COLOR CONTACT 〜『堕天使』と呼ばれた最強の悪魔の血を引く女子高生は、平凡な日常を取り戻したい〜【1巻】

守る世界に、キミはいるのか
平木明日香
平木明日香

第248話

公開日時: 2024年7月5日(金) 13:43
文字数:509


 距離にして数メートル。


 三叉戟の投擲は凍りつく息遣いの中にあった。


 息を止めた数秒。


 キョウカの口元には、噛み締めた歯の並びがあり、立ち上る白い煙があった。


 体の内側から滲み出る吐息。


 指先に流し込む血流。


 鈍い音がした。


 それは間違いなかった。

 

 かなりの衝撃が空間を揺らした。



 大気を。


 風の流れを。



 球体の内部。


 投げ込まれた三叉戟が、衝撃波の袂を揺らす。



 ゴォッ…!



 波紋が周囲へと行き渡る時、前方を覆う暗闇の中から、形容し難い魔力の“乱れ”があった。


 電波障害が起きるときに生じるノイズ。


 耳を跳ねる雑音が、白く濁る空気中に伝播した。


 水の中に砂が混じるような、歯車の噛み合わせが悪くなる時のような、——感触。


 周囲の空気を白く染めるほどの魔力の流れが、キョウカの攻撃によって生じていたのも事実だ。

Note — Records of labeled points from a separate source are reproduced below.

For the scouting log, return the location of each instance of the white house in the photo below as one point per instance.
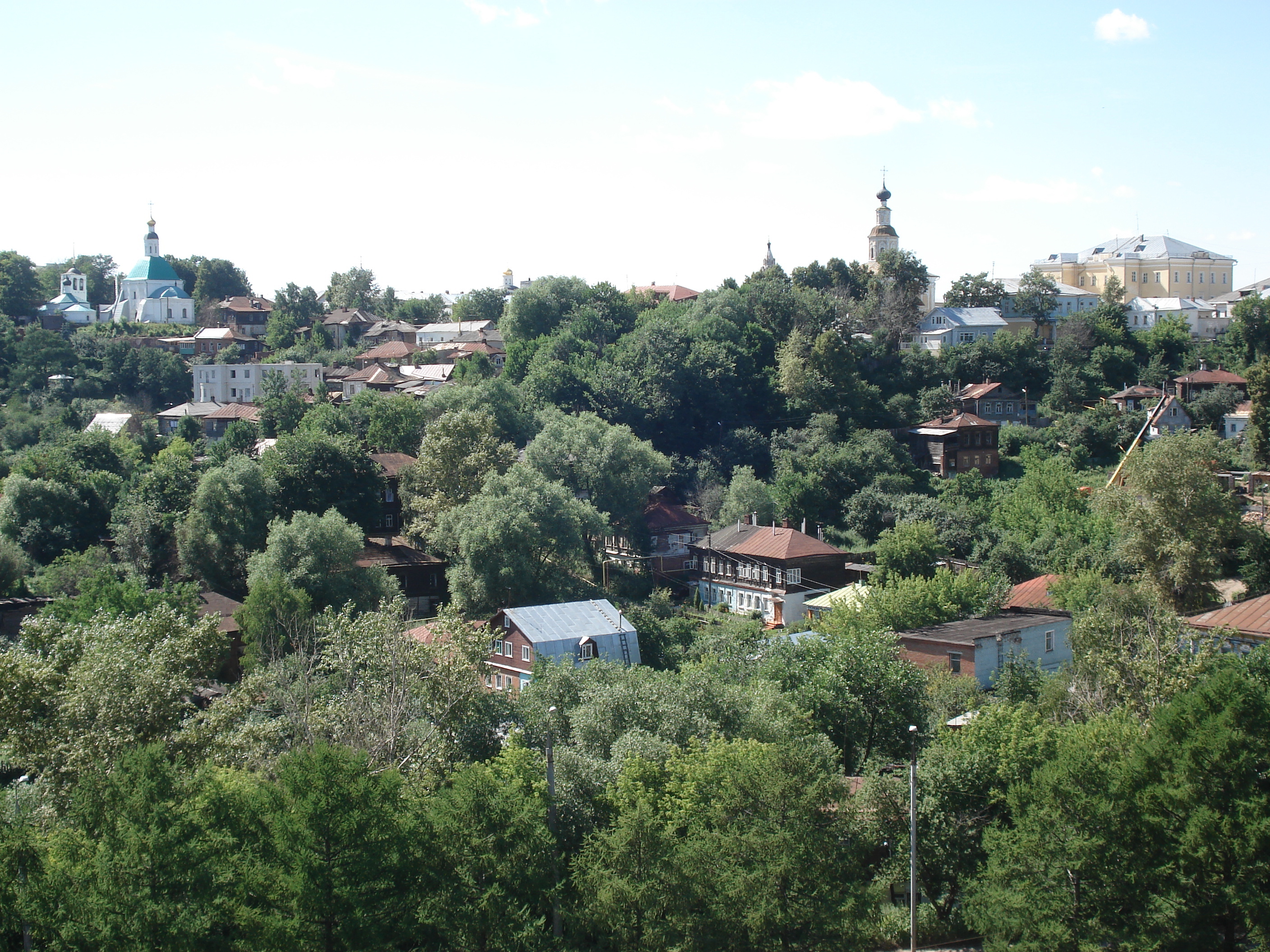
(242, 384)
(153, 293)
(949, 327)
(444, 333)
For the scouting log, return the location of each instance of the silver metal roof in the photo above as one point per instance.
(569, 621)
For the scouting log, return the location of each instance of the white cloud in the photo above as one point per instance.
(667, 103)
(816, 108)
(997, 188)
(963, 114)
(1117, 26)
(300, 75)
(488, 13)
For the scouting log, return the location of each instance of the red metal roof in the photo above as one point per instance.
(1033, 593)
(1252, 617)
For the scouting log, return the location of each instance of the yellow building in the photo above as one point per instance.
(1147, 265)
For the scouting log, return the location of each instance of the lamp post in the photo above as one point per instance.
(556, 843)
(912, 839)
(22, 866)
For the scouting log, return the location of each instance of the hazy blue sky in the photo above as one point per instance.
(442, 141)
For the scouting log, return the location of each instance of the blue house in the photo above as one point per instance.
(981, 646)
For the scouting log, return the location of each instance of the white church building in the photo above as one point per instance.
(153, 293)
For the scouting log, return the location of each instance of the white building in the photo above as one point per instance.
(242, 384)
(949, 327)
(153, 293)
(1203, 318)
(444, 333)
(73, 302)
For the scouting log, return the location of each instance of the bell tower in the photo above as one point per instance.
(883, 238)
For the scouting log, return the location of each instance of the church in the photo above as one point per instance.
(153, 293)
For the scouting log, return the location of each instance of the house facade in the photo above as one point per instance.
(569, 632)
(958, 444)
(949, 327)
(996, 403)
(981, 646)
(768, 569)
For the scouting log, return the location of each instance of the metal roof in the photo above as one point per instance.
(569, 620)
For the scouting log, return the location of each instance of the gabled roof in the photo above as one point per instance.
(661, 516)
(1217, 376)
(153, 268)
(1033, 593)
(954, 422)
(766, 542)
(673, 293)
(393, 464)
(569, 620)
(1252, 618)
(389, 351)
(235, 412)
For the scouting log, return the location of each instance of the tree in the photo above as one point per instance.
(1173, 516)
(746, 497)
(908, 549)
(396, 424)
(458, 452)
(219, 279)
(313, 472)
(354, 288)
(975, 291)
(229, 520)
(524, 540)
(340, 852)
(607, 465)
(480, 305)
(318, 555)
(19, 287)
(1037, 298)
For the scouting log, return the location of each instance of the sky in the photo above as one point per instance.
(440, 142)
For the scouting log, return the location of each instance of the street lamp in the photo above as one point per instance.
(556, 843)
(22, 865)
(912, 839)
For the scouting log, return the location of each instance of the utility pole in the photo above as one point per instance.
(912, 841)
(556, 843)
(22, 866)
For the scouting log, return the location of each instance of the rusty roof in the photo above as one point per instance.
(768, 542)
(659, 516)
(1217, 376)
(393, 464)
(389, 351)
(235, 412)
(1252, 617)
(1033, 593)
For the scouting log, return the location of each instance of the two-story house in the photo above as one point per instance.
(390, 497)
(995, 402)
(768, 569)
(958, 444)
(569, 632)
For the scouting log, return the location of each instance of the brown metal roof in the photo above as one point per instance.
(1033, 593)
(1252, 617)
(393, 464)
(768, 542)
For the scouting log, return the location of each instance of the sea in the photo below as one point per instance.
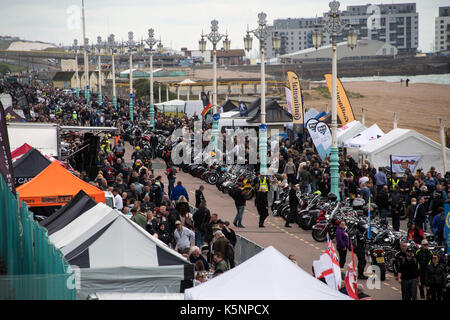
(428, 78)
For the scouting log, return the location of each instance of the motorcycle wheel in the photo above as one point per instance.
(382, 272)
(319, 235)
(248, 194)
(212, 178)
(307, 223)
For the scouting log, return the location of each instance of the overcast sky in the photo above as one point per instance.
(179, 23)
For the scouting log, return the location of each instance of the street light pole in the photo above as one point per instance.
(151, 41)
(261, 33)
(131, 45)
(86, 62)
(112, 45)
(334, 26)
(214, 37)
(99, 48)
(75, 47)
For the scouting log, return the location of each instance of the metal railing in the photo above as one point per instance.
(35, 268)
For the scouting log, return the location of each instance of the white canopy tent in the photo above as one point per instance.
(349, 131)
(193, 106)
(268, 275)
(360, 140)
(172, 106)
(89, 222)
(405, 142)
(113, 254)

 しかしその流れの大半は、球体の“外側”に位置する範囲に生じていた。


 暗闇の“奥”。


 キョウカが狙いを澄ましていた場所に、近づいてくる「何か」がある。



 …近づいて?



 キョウカは投げ放した三叉戟の行方を追う前に、衝撃波の波の動きがおかしいことに気づいた。


 ほとんど直感に近い感覚だった。


 針の隙間ほども無い大きさ。


 反応速度が追いつかないほどの小さな隙間を、縫って。